À son tour Mme FERRER GOMEZ, experte de Cuba, a demandé plus de précisions sur le partage établi par le Code du travail entre les activités professionnelles exclusivement réservées aux hommes et celles réservées aux femmes, qui pourrait être, selon elle, utilisé comme une échappatoire à la lutte contre la discrimination. Poursuivant sur le sujet de l’emploi, Mme HUGUETTE BOKPE GNACADJA, experte du Bénin, a rappelé la possible discrimination qui peut survenir du refus par les employeurs d’embaucher des femmes considérées comme trop jeunes en raison des risques de grossesse. Quel est par ailleurs le mécanisme de suivi mis en place au quotidien en matière de respect de l’égalité des sexes devant les opportunités professionnelles? Mme PATTEN, experte de Maurice, a demandé ensuite si des inspecteurs du travail avaient pour tâche de vérifier le respect du Code du travail et si les tribunaux étaient compétents pour connaître de ces questions. Elle a également demandé des informations complémentaires sur les mesures concrètes prises par le Gouvernement pour surmonter la ségrégation entre hommes et femmes sur le marché du travail.

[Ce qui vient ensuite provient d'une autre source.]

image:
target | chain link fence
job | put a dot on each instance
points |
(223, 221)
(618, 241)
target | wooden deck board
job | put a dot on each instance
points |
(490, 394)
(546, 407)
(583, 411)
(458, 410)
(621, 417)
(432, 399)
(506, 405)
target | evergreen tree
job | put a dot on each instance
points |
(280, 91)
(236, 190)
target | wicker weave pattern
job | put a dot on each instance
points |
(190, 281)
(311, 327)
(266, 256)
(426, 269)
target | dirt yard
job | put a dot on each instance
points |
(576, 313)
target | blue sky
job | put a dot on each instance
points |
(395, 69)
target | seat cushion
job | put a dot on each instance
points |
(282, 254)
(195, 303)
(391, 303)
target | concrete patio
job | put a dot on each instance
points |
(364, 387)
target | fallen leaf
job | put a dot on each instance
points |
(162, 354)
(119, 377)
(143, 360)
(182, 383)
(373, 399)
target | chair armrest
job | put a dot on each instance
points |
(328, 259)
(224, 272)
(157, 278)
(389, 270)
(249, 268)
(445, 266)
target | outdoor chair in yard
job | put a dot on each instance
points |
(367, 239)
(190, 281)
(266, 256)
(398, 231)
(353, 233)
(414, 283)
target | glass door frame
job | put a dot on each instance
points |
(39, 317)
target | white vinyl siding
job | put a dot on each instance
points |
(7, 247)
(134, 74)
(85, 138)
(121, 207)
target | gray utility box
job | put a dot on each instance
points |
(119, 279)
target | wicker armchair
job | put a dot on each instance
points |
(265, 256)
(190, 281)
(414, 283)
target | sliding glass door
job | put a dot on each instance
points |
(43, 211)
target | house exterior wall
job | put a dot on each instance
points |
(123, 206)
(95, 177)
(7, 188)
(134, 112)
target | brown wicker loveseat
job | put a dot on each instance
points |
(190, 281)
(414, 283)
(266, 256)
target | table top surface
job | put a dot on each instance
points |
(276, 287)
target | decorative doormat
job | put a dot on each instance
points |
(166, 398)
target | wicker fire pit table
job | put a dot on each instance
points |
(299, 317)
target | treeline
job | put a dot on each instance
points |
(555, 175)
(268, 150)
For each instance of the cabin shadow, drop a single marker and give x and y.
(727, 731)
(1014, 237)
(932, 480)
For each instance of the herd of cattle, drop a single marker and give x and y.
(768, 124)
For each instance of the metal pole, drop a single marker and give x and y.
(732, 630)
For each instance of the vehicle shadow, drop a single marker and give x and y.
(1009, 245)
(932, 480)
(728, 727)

Mme SCHÖPP-SCHILLING, experte de l’Allemagne, a recommandé à l’État partie de tenir compte des succès pour l’amélioration de la situation des femmes en milieu professionnel dans les pays scandinaves et aux États-Unis. Elle s’est par ailleurs intéressée à la manière dont le montant des indemnités en cas de licenciement est établi par le tribunal compétent.
Soulignant la plus grande vulnérabilité des femmes devant la pauvreté, Mme GABR, experte de l’Égypte, a demandé des précisions sur les mesures prises par le Gouvernement pour les assister.
Mme COKER-APPIAH, experte du Ghana, a demandé s’il existait une politique nationale en matière de lutte contre le VIH/sida et si la gratuité du traitement antirétroviral était assurée pour les patients. Dans le cas contraire, est-il prévu de mettre en place un tel programme? Mme BELMIHOUB-ZERDANI, experte de l’Algérie, s’est quant à elle interrogée sur la gratuité des préservatifs. Elle a également voulu savoir si les autorités lettones informaient les citoyennes des méthodes de contraception dans le cadre des programmes de planification. Enfin, Mme SCHÖPP-SCHILLING, experte de l’Allemagne, a demandé pourquoi la gratuité des soins de santé n’était pas assurée pour les femmes âgées.
Articles 15 à 16 de la Convention
Mme MANALO, experte des Philippines, a souhaité en savoir plus sur les cas de dérogation exceptionnels mentionnés par le rapport concernant l’âge légal minimum du mariage pour les femmes. Pour sa part, Mme ŠIMONOVIC, experte de la Croatie, a souhaité obtenir des précisions sur les différences d’éducation entre hommes et femmes dans les zones rurales. Notant qu’il existe une divergence entre les rapports de l’État partie et ceux des ONG concernant les critères requis pour reconnaissance de la paternité, l’experte a souhaité des éclaircissements.
Composition de la délégation de l’État partie
Conduite par Mme Ina DUVRIETE, Présidente de la Commission parlementaire sur les droits de l’homme et les affaires publiques de Lettonie, la délégation était également composée de M. Maris BADOSVKIS, Directeur du Département des affaires européennes et juridiques au Ministère des Affaires sociales; de Mme Sandra FALKA, spécialiste au Centre pour l’évaluation et l’élaboration des programmes du Ministère de l’éducation et de la science; de M. Gints JEGERMANIS, Représentant permanent de la République de Lettonie auprès des Nations Unies, et de Mme Aiga LIEPINA, Représentante permanente de la République de Lettonie auprès des Nations Unies. Étaient aussi présents trois autres membres du Gouvernement letton.